Il y a deux ans, les premières manifestations des Gilets jaunes se sont déroulées un peu partout en France, pour ce qui est devenu par la suite le plus grand mouvement social de ces dernières années. La Normande Ingrid Levavasseur a été une des figures des « GJ », avant de se retirer après des agressions. Elle revient aujourd’hui sur cette expérience et les conséquences de cet engagement sur sa vie personnelle.
Installée à Louviers (Eure), Ingrid Levavasseur se tient maintenant à l’écart des Gilets jaunes, deux ans après les premières manifestations de ce mouvement social dont elle était une figure de proue.
Si elle est désormais en retrait du mouvement, elle n’a pour autant pas délaissé ses engagements : élue de l’opposition « divers gauche » de sa commune, elle est toujours investie au sein de son association Racines positives, qui aide les familles monoparentales en situation de reconversion professionnelle.
Ingrid Levavasseur, vous avez été une figure du mouvement des Gilets jaunes à ses débuts, que retenez-vous de cette expérience ?
J’ai participé au plus grand mouvement social de ma génération, c’est quelque chose qui restera gravé dans mon histoire individuelle.
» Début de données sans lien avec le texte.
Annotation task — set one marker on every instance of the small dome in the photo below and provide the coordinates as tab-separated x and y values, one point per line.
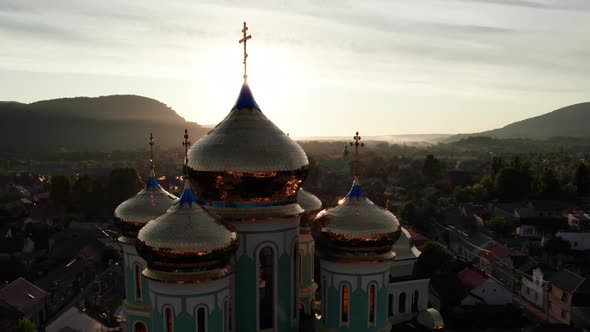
148	204
246	167
246	141
187	238
356	229
404	247
310	204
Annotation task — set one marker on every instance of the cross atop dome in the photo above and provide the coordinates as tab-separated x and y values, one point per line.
245	40
151	143
356	145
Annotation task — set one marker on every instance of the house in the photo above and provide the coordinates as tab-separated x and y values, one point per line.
469	246
538	227
535	284
27	299
568	290
578	219
480	288
579	241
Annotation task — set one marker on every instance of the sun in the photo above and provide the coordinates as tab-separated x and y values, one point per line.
274	75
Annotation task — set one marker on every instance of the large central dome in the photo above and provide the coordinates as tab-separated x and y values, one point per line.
246	141
246	167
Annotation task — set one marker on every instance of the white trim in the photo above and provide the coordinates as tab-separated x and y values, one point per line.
340	302
375	286
165	320
206	316
275	259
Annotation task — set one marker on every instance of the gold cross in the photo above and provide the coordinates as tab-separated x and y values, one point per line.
151	143
244	40
356	145
186	143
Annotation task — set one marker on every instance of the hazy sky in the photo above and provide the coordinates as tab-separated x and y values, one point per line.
317	67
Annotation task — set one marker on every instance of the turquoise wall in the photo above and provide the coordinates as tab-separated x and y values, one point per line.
358	319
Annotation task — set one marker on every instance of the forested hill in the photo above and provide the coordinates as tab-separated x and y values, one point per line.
109	122
569	121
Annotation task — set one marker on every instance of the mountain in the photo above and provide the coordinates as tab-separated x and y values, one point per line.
569	121
108	122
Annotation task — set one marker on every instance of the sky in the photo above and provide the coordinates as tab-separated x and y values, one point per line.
316	67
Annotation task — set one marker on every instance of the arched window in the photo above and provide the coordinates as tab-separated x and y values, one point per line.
344	303
372	305
390	306
169	319
300	280
201	320
266	288
324	299
402	303
225	316
296	279
140	327
137	277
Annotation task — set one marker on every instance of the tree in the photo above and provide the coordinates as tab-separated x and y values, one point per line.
512	184
408	212
123	183
25	325
547	186
434	258
582	179
432	168
60	189
110	253
499	226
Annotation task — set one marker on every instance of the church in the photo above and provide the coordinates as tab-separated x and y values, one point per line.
236	251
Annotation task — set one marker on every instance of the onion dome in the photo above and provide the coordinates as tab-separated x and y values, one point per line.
311	206
246	167
356	229
187	243
404	247
149	203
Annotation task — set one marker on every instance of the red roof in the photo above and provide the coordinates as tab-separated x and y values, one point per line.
471	278
22	295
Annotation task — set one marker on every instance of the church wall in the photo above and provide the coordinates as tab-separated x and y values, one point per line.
281	234
185	299
358	277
Je ne pourrai jamais oublier cette expérience. Ce mouvement a fait grandir la société, il a été une ouverture au dialogue.
Vous avez pris rapidement vos distances avec les Gilets jaunes, dès mars 2019, pourquoi avez-vous pris cette décision ?
Les deux agressions que j’ai subies ont mis un terme à mon envie de travailler pour l’intérêt général de ce mouvement. Mais je n’ai jamais arrêté de me mobiliser pour les autres, notamment avec l’association Racines positives et mon engagement pour les élections municipales à Louviers.
Quel regard portez-vous sur cette violence à laquelle vous avez fait face ?
Il y a une telle colère profonde chez les gens qui se sentent mal, que certains se permettent de juger ou d’agresser les autres. Je le vois sur les réseaux sociaux : des gens réagissent avec haine et colère spontanément sur une publication, puis viennent ensuite discuter en privé pour s’excuser. C’est sidérant.
J’ai été aide-soignante et sapeur-pompier volontaire, j’étais donc perçue comme quelqu’un qui venait pour aider les autres et pour soigner, donc je n’étais pas considérée comme une personne néfaste. Mais en intégrant ce mouvement, on m’a tapée dessus. Je n’étais pas habituée à une telle agressivité, cela ne faisait pas partie de mon quotidien.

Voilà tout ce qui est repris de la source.